The Minnesota Opera will commit $5.5 million over seven years to contemporary repertoire under a new program just announced. Minnesota OperaWorks envisions three commissions, three revivals of American works and an international co-production.

"This is unique in the opera world," said Kevin Smith, the opera's president. "It's not just an ad hoc approach; it's a program and it changes our company."

Smith said the organization has raised $3.5 million, with another $500,000 fairly secure. With the first commission due in 2010-11, the pledged money allows the opera to front-load productions.

The commissions will kick off with "The Garden of the Finzi-Continis," by composer Ricky Ian Gordon and librettist Michael Korie. Significantly, it was their "Grapes of Wrath" that got Smith and artistic director Dale Johnson thinking of this program.

"After 'Grapes of Wrath,' we started looking for the next piece," Johnson said. "We knew we would work with Ricky again and we started soliciting to see who's out there, who's cool? I tend to listen to music in my car, and if something hits me in my car, there's something about it."

After a few hundred miles on the road, Johnson found something in the work of composers Kevin Puts and Jack Perla.

Puts is composer-in-residence for the Fort Worth Symphony in Texas and has written several symphonies and concertos. Perla won the 1997 Thelonious Monk Institute Jazz Composers Award. Puts will write "Joyeux Noël" with librettist Mark Campbell for the 2011-12 season. Perla's work for the following year has not been determined.

Johnson noted that commissions are not based strictly on a composer's musical acumen. Once he was sold on Puts and Perla as musicians, he brought them in to suss out their compatibility.

"When you commission, you're going to be living with that person for the next year," Johnson said. "They may be brilliant, but can we get along?"

Film adaptations

Gordon, Puts and Perla visited Minnesota last month for a fundraiser and talked about their plans. "Finzi-Continis" will adapt the 1971 movie about an aristocratic Italian Jewish family during World War II. It won the Oscar for best foreign language film.

"I've seen the movie 10 times," Gordon said. "The music is completely marinating inside me."

For "Joyeux Noël," Puts will approach a topic that has gained visibility recently -- the Christmas truces between Allied and German troops along the front lines in 1914. A movie of the same name was released in 2005. Locally, Theater Latté Da and Cantus mixed carols, British patriotic songs and actual writings from soldiers to tell the story in "All Is Calm" last year.

"Dale saw the potential that this could be a great opera," Puts said. "It's the kind of narrative I'm interested in."

Perla, whose style jazzes up a classical background, has had wide-ranging discussions on what he might write for his 2012-13 commission.

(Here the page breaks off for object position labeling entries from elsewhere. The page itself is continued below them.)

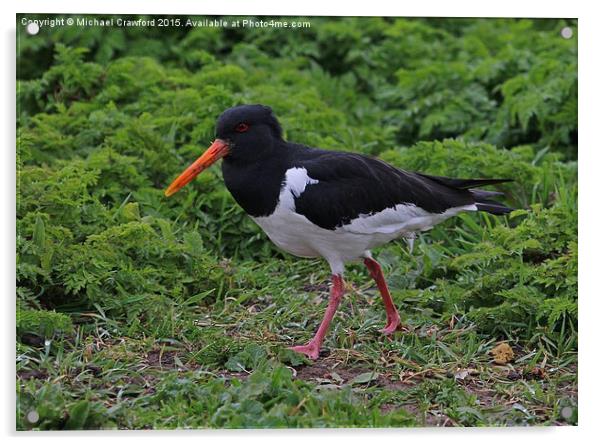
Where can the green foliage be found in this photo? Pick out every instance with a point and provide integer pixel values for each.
(108, 269)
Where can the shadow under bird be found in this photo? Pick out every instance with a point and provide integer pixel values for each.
(330, 204)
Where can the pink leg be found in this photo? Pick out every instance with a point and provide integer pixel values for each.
(312, 349)
(393, 320)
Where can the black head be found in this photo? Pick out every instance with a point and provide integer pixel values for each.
(249, 130)
(244, 135)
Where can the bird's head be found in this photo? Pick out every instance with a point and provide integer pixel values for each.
(243, 134)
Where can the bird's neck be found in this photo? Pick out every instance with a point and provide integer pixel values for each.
(256, 185)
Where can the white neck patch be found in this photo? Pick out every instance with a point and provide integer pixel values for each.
(295, 181)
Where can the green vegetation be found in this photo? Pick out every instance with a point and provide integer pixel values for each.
(137, 311)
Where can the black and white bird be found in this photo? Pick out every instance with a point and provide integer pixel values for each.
(330, 204)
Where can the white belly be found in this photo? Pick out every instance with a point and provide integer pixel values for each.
(296, 234)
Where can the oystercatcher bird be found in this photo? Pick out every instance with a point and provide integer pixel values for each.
(330, 204)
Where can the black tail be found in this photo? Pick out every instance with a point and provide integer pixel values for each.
(464, 184)
(482, 197)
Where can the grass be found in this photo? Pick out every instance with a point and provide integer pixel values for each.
(138, 312)
(226, 364)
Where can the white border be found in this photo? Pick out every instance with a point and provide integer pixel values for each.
(589, 152)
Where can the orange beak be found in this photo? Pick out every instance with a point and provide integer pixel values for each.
(218, 150)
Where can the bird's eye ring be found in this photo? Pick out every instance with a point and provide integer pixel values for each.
(241, 128)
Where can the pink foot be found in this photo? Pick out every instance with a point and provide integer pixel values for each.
(311, 350)
(392, 325)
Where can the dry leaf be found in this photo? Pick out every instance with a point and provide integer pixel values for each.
(502, 354)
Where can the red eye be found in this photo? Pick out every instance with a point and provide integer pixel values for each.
(241, 128)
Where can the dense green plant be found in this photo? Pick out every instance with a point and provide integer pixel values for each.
(111, 274)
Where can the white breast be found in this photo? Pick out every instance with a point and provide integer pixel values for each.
(295, 234)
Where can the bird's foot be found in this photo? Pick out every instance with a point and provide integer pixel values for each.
(311, 350)
(393, 324)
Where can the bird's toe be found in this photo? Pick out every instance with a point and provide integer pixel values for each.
(311, 350)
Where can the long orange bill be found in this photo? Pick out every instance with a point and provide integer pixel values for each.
(218, 150)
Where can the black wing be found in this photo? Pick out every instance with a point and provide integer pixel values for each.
(350, 185)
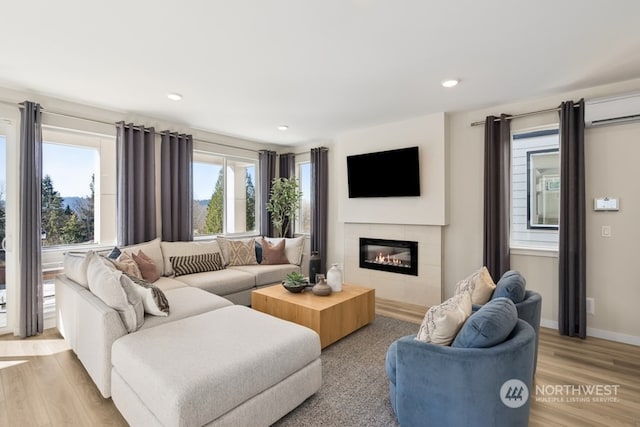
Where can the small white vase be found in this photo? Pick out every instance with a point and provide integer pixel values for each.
(334, 278)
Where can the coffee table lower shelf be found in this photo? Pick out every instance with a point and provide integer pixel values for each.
(332, 317)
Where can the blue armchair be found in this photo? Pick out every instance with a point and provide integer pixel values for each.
(433, 385)
(528, 303)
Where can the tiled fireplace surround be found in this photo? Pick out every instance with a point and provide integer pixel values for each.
(423, 289)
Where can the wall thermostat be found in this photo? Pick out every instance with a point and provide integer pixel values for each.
(605, 204)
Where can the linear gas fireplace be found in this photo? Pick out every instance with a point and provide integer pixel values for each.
(396, 256)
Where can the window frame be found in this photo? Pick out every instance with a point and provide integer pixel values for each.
(522, 237)
(200, 156)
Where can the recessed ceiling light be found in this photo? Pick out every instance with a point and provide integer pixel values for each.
(450, 82)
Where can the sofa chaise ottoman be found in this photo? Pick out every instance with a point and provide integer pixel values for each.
(231, 366)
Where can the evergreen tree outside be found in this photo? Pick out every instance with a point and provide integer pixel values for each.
(251, 202)
(66, 225)
(53, 214)
(213, 223)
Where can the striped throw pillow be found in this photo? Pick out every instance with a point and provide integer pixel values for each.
(196, 263)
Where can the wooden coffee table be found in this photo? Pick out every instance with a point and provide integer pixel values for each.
(332, 317)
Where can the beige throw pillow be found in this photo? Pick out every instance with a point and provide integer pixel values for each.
(293, 248)
(153, 299)
(442, 322)
(105, 283)
(147, 266)
(479, 284)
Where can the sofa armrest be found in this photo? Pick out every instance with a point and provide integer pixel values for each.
(90, 327)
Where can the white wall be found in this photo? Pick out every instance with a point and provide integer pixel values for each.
(403, 218)
(612, 155)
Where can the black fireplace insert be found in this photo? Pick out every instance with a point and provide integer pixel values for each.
(395, 256)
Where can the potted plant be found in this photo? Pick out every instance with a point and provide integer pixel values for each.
(283, 204)
(295, 282)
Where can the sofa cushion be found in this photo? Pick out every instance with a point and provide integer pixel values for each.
(105, 283)
(235, 354)
(148, 268)
(221, 282)
(273, 253)
(267, 274)
(75, 267)
(170, 249)
(488, 326)
(152, 249)
(511, 285)
(190, 264)
(480, 284)
(442, 322)
(186, 302)
(293, 248)
(153, 299)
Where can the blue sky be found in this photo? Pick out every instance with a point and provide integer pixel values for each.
(71, 168)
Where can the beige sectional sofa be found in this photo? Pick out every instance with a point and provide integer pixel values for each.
(203, 331)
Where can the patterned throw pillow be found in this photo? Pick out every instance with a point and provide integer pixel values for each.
(442, 322)
(241, 252)
(190, 264)
(154, 300)
(479, 284)
(273, 253)
(147, 267)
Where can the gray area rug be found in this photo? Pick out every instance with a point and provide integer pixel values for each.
(355, 389)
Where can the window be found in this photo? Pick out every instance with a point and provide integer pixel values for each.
(535, 188)
(224, 195)
(78, 188)
(303, 224)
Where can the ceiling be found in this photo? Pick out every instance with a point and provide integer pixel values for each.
(321, 67)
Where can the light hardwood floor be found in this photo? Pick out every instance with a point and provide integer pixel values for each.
(42, 383)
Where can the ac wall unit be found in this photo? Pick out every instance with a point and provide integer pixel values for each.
(612, 109)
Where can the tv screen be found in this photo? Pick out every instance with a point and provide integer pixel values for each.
(393, 173)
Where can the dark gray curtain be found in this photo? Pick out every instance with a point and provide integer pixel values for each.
(319, 199)
(287, 167)
(30, 308)
(497, 152)
(572, 311)
(176, 186)
(136, 207)
(267, 165)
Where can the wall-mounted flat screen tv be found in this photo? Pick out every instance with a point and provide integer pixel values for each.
(392, 173)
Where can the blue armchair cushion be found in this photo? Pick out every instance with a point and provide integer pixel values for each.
(488, 326)
(511, 285)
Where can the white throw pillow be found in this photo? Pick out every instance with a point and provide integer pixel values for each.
(293, 248)
(75, 266)
(151, 249)
(104, 282)
(153, 299)
(479, 284)
(442, 322)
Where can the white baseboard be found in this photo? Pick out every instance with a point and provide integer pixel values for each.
(598, 333)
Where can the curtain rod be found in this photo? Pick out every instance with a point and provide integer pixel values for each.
(53, 113)
(515, 116)
(531, 113)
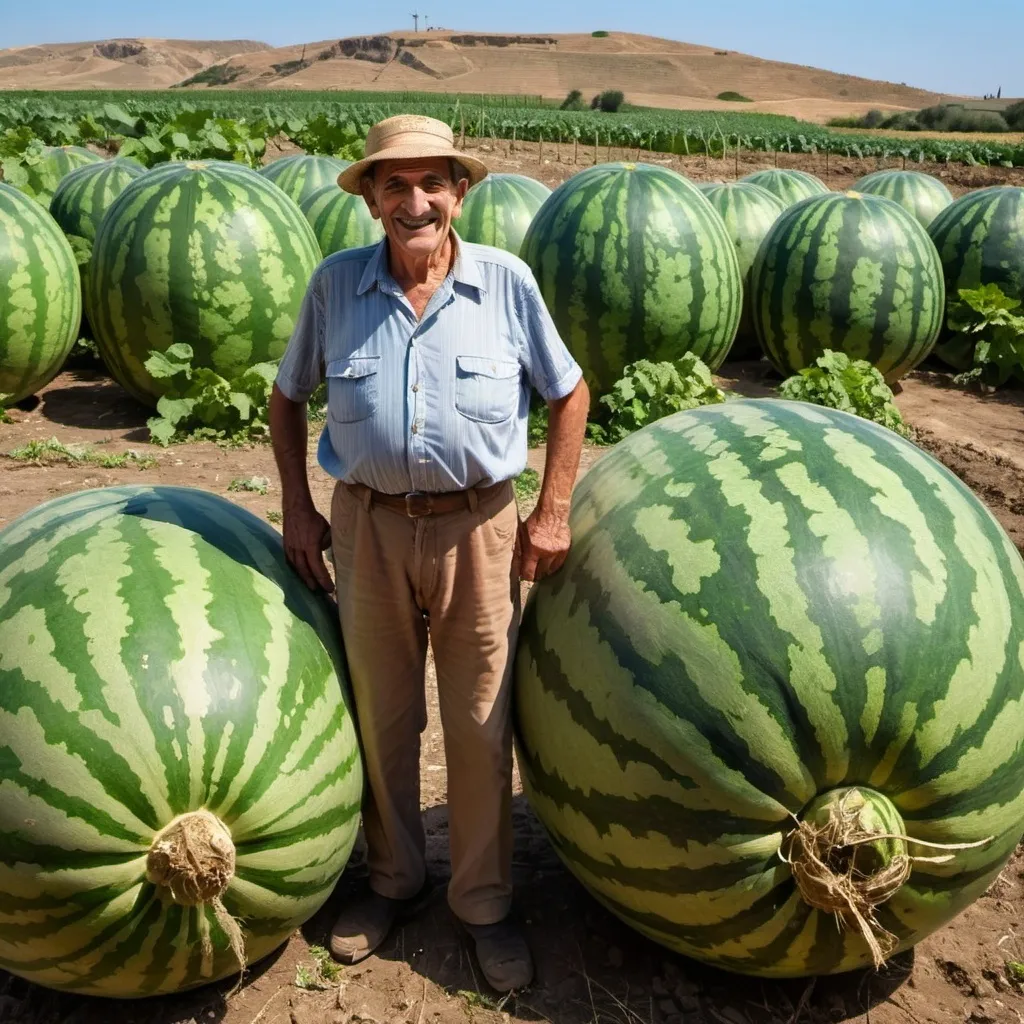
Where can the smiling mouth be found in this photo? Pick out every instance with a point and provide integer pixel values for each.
(416, 224)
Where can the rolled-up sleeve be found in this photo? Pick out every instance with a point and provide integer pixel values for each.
(549, 366)
(301, 368)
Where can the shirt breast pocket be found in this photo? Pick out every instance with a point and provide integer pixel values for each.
(351, 389)
(486, 389)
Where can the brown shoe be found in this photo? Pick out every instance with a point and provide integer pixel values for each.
(503, 954)
(364, 926)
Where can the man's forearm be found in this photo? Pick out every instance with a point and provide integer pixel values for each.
(289, 434)
(566, 426)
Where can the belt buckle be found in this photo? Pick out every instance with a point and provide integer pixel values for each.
(411, 499)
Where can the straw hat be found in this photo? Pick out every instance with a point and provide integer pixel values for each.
(409, 136)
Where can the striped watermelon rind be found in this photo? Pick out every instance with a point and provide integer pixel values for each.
(300, 175)
(749, 212)
(340, 220)
(634, 263)
(158, 656)
(40, 296)
(921, 195)
(855, 273)
(788, 185)
(206, 253)
(85, 194)
(980, 239)
(498, 211)
(766, 601)
(56, 163)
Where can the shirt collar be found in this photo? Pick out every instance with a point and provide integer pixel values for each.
(466, 270)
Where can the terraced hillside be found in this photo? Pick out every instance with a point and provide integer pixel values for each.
(648, 70)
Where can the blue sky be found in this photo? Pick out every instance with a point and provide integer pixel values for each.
(970, 48)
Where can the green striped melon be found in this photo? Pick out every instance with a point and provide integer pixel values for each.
(772, 611)
(791, 186)
(159, 658)
(40, 296)
(922, 195)
(57, 162)
(634, 263)
(300, 176)
(499, 210)
(749, 212)
(85, 194)
(210, 254)
(340, 220)
(980, 238)
(852, 272)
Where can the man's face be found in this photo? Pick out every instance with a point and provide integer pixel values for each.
(416, 202)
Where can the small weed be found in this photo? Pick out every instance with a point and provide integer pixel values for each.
(324, 973)
(52, 451)
(255, 484)
(537, 426)
(479, 999)
(526, 484)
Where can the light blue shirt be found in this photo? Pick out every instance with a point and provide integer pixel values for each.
(433, 404)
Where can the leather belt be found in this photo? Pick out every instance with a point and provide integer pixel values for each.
(416, 504)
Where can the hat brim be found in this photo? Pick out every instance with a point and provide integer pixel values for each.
(351, 177)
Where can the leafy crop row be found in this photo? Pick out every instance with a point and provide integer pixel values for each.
(333, 123)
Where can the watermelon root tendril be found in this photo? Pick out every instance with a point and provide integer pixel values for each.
(193, 859)
(849, 855)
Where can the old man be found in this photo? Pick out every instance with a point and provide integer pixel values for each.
(430, 346)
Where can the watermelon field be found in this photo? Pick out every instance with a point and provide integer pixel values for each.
(622, 931)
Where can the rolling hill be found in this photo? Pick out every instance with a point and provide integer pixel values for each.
(650, 71)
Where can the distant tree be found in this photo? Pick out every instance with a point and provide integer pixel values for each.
(608, 101)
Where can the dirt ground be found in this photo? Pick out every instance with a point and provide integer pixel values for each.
(591, 969)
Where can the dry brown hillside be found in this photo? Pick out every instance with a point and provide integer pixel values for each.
(649, 71)
(114, 64)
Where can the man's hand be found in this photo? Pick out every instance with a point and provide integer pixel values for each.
(544, 539)
(307, 535)
(544, 544)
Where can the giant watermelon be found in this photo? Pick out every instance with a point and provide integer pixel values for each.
(980, 238)
(924, 196)
(163, 673)
(340, 220)
(749, 212)
(301, 175)
(57, 161)
(40, 296)
(85, 194)
(634, 263)
(498, 210)
(854, 273)
(787, 185)
(774, 614)
(210, 254)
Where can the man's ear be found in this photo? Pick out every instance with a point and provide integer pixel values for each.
(371, 201)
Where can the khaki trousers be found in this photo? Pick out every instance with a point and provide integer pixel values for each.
(452, 573)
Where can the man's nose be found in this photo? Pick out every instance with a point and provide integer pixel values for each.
(416, 204)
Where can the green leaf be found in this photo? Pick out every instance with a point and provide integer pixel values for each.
(176, 359)
(82, 248)
(849, 385)
(174, 410)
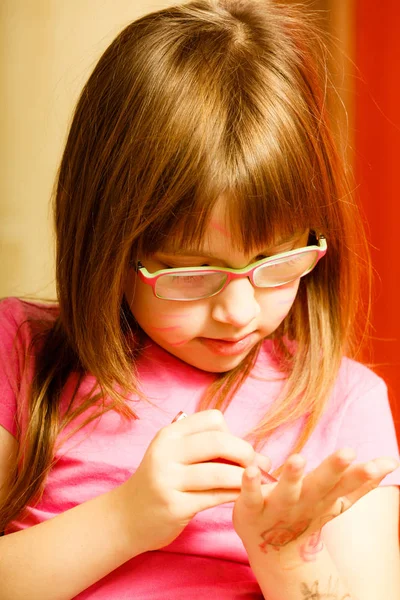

Among the possibilities: an original story, an adaptation of a contemporary writer, comedy.

"Comedy interests me a lot," he said. "It's hard to name a successful modern opera comedy."

In addition to the commissions, Minnesota OperaWorks will revive three pieces.

In 2009-10, the company will bring back Dominick Argento's "Casanova's Homecoming" to celebrate the 25th anniversary in the Ordway Center for the Performing Arts. Johnson likes the piece for its clever libretto, and he suggested that it represents some of Argento's best music.

John Adams' "El Niño" -- in structure and literature a kind of oratorio -- will be revived in 2013-14.

The program concludes in 2014-15 with an intriguing oddity. Bernard Herrmann, the film composer closely associated with Alfred Hitchcock, set "Wuthering Heights" as an opera.

"This was his pride and joy, and nobody did it while he was still alive," Johnson said. Portland Opera did the piece in the 1982-83 season.

OperaWorks actually will start this year with the previously annnounced "The Adventures of Pinocchio," a co-production with Opera North.

Smith said OperaWorks fits well within the company's financial structure. The $5.5 million goal assumes $1 million for each of the commissions. Again, "The Grapes of Wrath" is the template. That show cost about $2 million compared with the usual staging cost of $1 million. The rest of the money will be split among the revivals, and $1 million is dedicated in a general way for audio and visual enhancements that are intended to get work beyond the Opera House, specifically through recordings.

"We're the 15th-largest opera company in the United States, and we can make a big impact," he said. "It's important to get these things recorded and then weigh our options for distribution."